In order for the cells of the body to function properly, they must have energy. This energy comes in the form of the chemical ATP. ATP is primarily produced by breaking down carbohydrates and blood sugar (glucose) molecules. To begin the process of converting glucose and carbohydrates into usable energy, these molecules are first converted into pyruvate molecules. Once pyruvate molecules have been formed, one of two things will happen: if more energy is required by the cell, the molecules will be further broken down into ATP; or, if no additional energy is needed by the cell, the pyruvate molecules will be put back together to reform a glucose molecule.

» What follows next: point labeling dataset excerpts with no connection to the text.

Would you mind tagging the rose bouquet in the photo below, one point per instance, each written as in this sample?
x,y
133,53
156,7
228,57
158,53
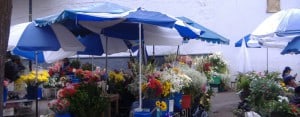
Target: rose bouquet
x,y
62,103
30,78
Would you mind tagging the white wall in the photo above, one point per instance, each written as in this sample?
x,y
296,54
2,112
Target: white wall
x,y
231,18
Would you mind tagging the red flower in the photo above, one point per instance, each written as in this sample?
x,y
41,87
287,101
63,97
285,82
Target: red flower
x,y
207,66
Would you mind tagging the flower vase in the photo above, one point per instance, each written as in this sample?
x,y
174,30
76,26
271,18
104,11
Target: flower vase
x,y
164,113
149,104
31,92
5,94
186,101
177,102
62,115
142,114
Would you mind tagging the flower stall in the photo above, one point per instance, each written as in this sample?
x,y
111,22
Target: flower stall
x,y
265,94
32,82
216,70
176,86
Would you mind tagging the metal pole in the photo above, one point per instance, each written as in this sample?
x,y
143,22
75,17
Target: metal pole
x,y
30,19
177,53
140,67
36,83
267,60
106,57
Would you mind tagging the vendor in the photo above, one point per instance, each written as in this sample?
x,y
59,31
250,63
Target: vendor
x,y
13,67
287,72
296,99
65,69
289,81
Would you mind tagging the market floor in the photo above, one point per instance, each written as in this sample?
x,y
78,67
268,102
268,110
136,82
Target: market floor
x,y
223,104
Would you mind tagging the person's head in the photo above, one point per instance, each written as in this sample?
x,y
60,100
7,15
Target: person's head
x,y
297,90
66,61
287,69
288,80
15,59
8,55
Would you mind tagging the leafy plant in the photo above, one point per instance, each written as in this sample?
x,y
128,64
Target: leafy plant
x,y
88,101
75,64
88,66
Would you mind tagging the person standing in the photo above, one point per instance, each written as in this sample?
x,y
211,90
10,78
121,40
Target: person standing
x,y
287,72
13,67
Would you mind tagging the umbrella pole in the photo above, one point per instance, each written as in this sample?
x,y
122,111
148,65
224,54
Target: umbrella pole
x,y
267,60
140,67
106,57
36,83
177,53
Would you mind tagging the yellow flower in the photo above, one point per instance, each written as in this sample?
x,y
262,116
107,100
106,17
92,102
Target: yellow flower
x,y
166,88
176,70
157,103
163,106
144,86
111,75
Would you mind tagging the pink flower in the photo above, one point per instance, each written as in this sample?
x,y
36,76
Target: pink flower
x,y
5,83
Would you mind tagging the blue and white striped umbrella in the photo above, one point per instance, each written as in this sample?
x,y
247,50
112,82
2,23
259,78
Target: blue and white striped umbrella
x,y
278,29
154,28
293,47
51,43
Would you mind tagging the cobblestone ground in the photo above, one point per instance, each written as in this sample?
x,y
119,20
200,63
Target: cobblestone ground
x,y
223,104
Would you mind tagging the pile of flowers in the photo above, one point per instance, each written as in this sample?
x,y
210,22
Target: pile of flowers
x,y
265,94
84,99
30,78
62,103
152,87
212,64
162,105
86,75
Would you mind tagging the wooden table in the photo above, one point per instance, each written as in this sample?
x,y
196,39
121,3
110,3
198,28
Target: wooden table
x,y
112,98
19,107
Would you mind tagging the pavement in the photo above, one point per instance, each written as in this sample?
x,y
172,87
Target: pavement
x,y
223,104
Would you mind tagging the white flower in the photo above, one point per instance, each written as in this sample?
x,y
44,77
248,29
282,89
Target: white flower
x,y
283,98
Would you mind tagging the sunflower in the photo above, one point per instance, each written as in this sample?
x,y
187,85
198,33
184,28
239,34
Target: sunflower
x,y
163,106
157,103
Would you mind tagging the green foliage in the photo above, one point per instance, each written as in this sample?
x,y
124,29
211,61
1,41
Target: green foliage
x,y
88,66
88,101
243,82
75,64
262,91
284,108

These transformations of pyruvate are accomplished primarily by two enzymes: pyruvate dehydrogenase (PDH), an enzyme that begins the breakdown of the pyruvate into ATP, and pyruvate carboxylase, an enzyme that begins the chemical process to reform glucose molecules. The reformation of glucose from pyruvate is a vital step in cellular metabolism. It allows carbohydrate molecules to be converted into a more readily usable form (glucose). Glucose is not only easier to breakdown into the energy required by the cells, but it is also more able to be transported through the bloodstream than most other fuel sources. This is particularly important because certain cells (primarily those of the brain and nervous system) cannot breakdown larger molecules; they must get their energy directly from glucose.

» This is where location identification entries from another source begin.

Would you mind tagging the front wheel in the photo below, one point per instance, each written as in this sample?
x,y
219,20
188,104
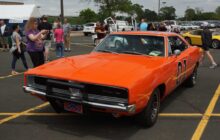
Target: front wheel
x,y
149,115
215,44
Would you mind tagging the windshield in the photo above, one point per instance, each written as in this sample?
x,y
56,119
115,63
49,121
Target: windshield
x,y
133,44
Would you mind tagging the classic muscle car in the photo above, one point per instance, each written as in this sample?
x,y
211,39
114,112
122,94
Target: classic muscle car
x,y
194,37
128,74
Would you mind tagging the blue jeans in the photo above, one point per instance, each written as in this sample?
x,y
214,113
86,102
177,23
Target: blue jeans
x,y
59,49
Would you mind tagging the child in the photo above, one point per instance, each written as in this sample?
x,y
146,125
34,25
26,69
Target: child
x,y
59,34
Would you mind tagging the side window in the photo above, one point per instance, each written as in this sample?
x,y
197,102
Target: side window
x,y
176,43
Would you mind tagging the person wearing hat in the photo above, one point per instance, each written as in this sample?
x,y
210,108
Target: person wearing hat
x,y
207,43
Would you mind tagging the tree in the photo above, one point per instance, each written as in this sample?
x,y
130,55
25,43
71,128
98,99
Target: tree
x,y
167,13
109,7
190,14
138,9
150,15
87,15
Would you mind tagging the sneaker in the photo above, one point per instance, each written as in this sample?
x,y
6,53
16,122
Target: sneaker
x,y
213,66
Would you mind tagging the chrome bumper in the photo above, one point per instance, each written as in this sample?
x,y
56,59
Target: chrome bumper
x,y
123,108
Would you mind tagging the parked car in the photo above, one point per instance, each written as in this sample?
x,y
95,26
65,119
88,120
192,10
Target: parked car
x,y
76,27
89,28
128,74
194,37
188,26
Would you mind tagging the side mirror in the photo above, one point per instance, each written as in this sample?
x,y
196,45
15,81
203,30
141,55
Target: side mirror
x,y
177,52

Pyruvate carboxylase is, in effect, part of the "off switch" for the production of ATP from pyruvate. After a cell has received the amount of ATP it requires, it is the job of pyruvate carboxylase to re-convert the excess pyruvate molecules in that cell back into glucose molecules for storage or transport to another part of the body where they may be needed. Any molecules that are not put back together will degrade into lactic acid. This lactic acid will either be released into the bloodstream or it will buildup in the tissues. The buildup of lactic acid in the muscle tissues and red blood cells is normal during strenuous exercise. However, the accumulation of lactic acid in other tissues without exercise or without oxygen deprivation is symptomatic of an underlying problem in the normal metabolism of the cells.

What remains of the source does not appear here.